Fig. 4. Recombination to mutation (r/m) ratio as a function of the ANI of the genome pairs compared.

The r/m ratio (y-axes) was estimated for all genome pairs in our collection for each species (graph title on top) using the empirical approach described in the main text, and is plotted against the ANI value of the genome pair compared (x-axes). The marginal plots outside the two axes show histograms for the density of datapoints on each axis. Graphs on the right are zoomed-in versions of the main graphs on the left in the 0–5 range of the y-axis values. Top graphs (A) show results for Sal. ruber genomes; bottom graphs (B) show E. coli genomes. Note that the ratio is frequently above 1 for genomes sharing between 98.5 and 99.5% ANI (e.g., members of different genomovars of the same phylogroup) for both species and that the estimates above ~99.5% ANI are not reliable due to the inability to detect recombination at this high sequence identity level. A few outlier datapoints (genome pairs) with ratios higher than 100 were also observed in the 98–99.5% ANI range and are due to the high identity of the recombined genes identified (causing the denominator in the r/m ratio to be a small number); the graphs on the right show the majority of datapoints, and thus better represent the average pattern. Also, note that a few E. coli and E. fergusoni genome pairs (left part of the lower graph) show a ratio higher than 1, but this is driven by recombined genes that are localized in a couple of specific regions of the genome and encode specific functions (selection-driven recombination, and not widespread across the genome). See main text for additional details.

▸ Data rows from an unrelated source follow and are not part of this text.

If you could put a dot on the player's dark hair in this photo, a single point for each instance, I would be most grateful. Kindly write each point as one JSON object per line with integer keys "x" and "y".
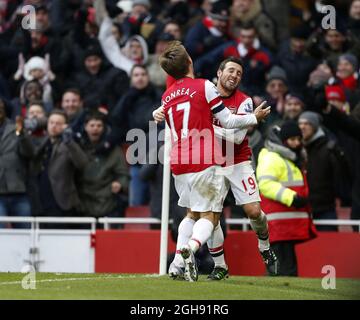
{"x": 138, "y": 65}
{"x": 37, "y": 103}
{"x": 175, "y": 60}
{"x": 230, "y": 59}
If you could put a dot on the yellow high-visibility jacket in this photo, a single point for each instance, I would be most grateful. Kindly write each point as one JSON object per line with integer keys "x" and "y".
{"x": 279, "y": 180}
{"x": 275, "y": 174}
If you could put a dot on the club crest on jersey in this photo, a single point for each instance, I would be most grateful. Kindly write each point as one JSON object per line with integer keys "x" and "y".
{"x": 233, "y": 109}
{"x": 248, "y": 107}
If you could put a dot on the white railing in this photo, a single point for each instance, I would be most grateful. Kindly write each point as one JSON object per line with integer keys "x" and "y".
{"x": 107, "y": 222}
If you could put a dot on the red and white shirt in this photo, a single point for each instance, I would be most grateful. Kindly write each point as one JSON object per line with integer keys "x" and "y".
{"x": 188, "y": 105}
{"x": 237, "y": 103}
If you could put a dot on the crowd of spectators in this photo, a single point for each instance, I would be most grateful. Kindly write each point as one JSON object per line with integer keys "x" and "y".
{"x": 73, "y": 86}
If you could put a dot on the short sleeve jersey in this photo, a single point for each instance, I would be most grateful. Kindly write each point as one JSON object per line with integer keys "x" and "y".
{"x": 188, "y": 106}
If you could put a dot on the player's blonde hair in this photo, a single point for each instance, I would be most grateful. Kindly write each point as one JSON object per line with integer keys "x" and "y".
{"x": 175, "y": 60}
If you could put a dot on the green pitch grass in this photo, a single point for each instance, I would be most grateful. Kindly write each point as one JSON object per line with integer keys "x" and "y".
{"x": 153, "y": 287}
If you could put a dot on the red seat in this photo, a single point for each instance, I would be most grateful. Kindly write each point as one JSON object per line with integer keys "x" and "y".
{"x": 137, "y": 212}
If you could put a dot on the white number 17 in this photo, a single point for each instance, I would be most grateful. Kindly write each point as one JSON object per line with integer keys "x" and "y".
{"x": 185, "y": 126}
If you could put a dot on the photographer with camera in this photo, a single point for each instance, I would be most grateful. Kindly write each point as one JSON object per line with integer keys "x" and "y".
{"x": 55, "y": 162}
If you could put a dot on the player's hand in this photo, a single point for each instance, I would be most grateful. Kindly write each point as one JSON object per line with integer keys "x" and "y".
{"x": 262, "y": 111}
{"x": 115, "y": 187}
{"x": 159, "y": 114}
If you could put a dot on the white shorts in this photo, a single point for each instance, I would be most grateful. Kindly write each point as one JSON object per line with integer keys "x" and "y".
{"x": 201, "y": 191}
{"x": 242, "y": 181}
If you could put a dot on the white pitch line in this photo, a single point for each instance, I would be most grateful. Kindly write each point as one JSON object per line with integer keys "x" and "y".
{"x": 83, "y": 279}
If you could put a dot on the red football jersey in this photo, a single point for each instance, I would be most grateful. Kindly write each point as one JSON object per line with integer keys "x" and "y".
{"x": 188, "y": 105}
{"x": 238, "y": 103}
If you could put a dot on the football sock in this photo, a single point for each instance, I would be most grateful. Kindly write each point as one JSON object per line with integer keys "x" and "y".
{"x": 185, "y": 230}
{"x": 202, "y": 232}
{"x": 216, "y": 247}
{"x": 260, "y": 227}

Fig. 5. Fraction of identical genes a genome shares with all other genomes within or between genomovar, phylogroup, and species.

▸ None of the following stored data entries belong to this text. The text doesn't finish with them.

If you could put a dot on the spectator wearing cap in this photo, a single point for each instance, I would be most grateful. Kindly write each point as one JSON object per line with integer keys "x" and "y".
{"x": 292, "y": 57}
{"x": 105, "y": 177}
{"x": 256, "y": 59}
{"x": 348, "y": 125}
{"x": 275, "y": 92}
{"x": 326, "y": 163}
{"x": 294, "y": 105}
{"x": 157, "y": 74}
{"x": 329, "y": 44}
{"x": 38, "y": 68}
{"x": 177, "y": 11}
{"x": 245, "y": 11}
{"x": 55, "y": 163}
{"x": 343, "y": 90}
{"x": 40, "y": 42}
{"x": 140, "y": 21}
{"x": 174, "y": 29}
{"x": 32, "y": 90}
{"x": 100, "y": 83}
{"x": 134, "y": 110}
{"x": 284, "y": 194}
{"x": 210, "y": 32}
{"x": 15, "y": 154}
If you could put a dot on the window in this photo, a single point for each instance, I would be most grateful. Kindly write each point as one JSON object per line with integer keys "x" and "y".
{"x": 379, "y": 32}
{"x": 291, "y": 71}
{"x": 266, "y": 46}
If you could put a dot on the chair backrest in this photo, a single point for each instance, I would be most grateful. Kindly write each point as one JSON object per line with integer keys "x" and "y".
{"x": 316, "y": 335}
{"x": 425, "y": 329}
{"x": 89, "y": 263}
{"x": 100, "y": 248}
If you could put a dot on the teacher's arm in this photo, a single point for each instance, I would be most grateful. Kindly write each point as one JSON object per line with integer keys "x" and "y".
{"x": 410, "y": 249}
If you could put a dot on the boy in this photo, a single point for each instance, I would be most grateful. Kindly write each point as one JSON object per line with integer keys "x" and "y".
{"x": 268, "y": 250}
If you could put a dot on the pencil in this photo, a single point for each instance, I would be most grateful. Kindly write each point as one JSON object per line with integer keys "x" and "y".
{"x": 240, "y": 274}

Each genome was compared to all other genomes within each group (A–F) and the cumulative fraction of shared identical genes was recorded and plotted using the custom script Allv_RBM_Violinplot.py. The groups were as follows: A genomes within the same genomovar, B genomes in each separate genomovar within the same phylogroup, excluding genomes from the same genomovar, C genomes in each separate genomovar within different phylogroups, D genomes of the other species (S. pepae for Sal. ruber and E. fergusonii for E. coli), E genomes within the same phylogroup excluding genomes from the same genomovar, F genomes within the same species excluding genomes from the same phylogroup. Data are presented in hybrid violin plots where the top and bottom whiskers show the minimum and maximum values, the middle whisker shows the median value, the black boxes show the interquartile range, and the shaded light blue regions show the density of values along the y-axis. The top graph shows results for Sal. ruber genomes; the bottom graph shows E. coli genomes. For Sal. ruber the number of genomes used in each group were, n = 67 for (A), 422 for (B), 897 for (C), 67 for (D), 176 for (E), and 192 for (F). For E. coli, n = 199 for (A), 2213 for (B), 2910 for (C), 425 for (D), 422 for (E), and 433 for (F). The right panel shows a graphical representation for comparisons performed for both graphs on the left. See also Fig. S6 for graphical examples of the underlying data. Note that while one or a few genomes create extreme outliers, overall, the fraction of identical genes gradually decreases among more divergent genomes compared. Also, note that our modeling analysis (red circles on the graph; see “Methods” section for more details) suggests—for example—that only about 6–7% of the total genes in the genome should be expected to be identical among genomes showing around 98.5% ANI if there is no recent recombination (i.e., the b and e groups); both species show many more such genes in one-to-one genomovar (group B) or one-to-many genomovars (group E) at this level, revealing extensive recent gene exchange.